Obama aides and Democratic leaders pushed back aggressively, accusing Cheney and other Republicans of politicizing the incident in ways they say Democrats did not during previous terrorist acts.
"Cheney was out there today saying that the president doesn't recognize that we have a war on terror," White House senior adviser David Axelrod said. "This is the president who has made a very tough decision to refocus our efforts in Afghanistan after seven years of drift."
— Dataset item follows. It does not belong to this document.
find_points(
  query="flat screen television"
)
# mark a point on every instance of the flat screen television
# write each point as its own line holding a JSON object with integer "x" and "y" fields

For days, GOP leaders have sought to portray Obama as weak on national security because of his administration's response to the incident as well as the intelligence and security failures that allowed Umar Farouk Abdulmutallab to carry an explosive onto a Northwest Airlines flight.
Republicans said Obama should have interrupted his Hawaiian vacation, even though President George W. Bush said nothing from Camp David and Crawford, Texas, for six days after shoe bomber Richard Reid's failed attack in 2001.
"Republicans are simply hypocrites," Democratic National Committee spokesman Brad Woodhouse said. "There is nothing — no bounds whatsoever — to what they will politicize for their own political gain."
House Minority Leader John Boehner, R-Ohio, on Wednesday said the Detroit incident is evidence that Obama should reconsider his decision to close the prison at Guantánamo Bay, Cuba. "It's time for the president to halt terrorist transfers to other countries, including Yemen."
The detainees who ended up in the al-Qaida leadership in Yemen were released by Bush two years ago.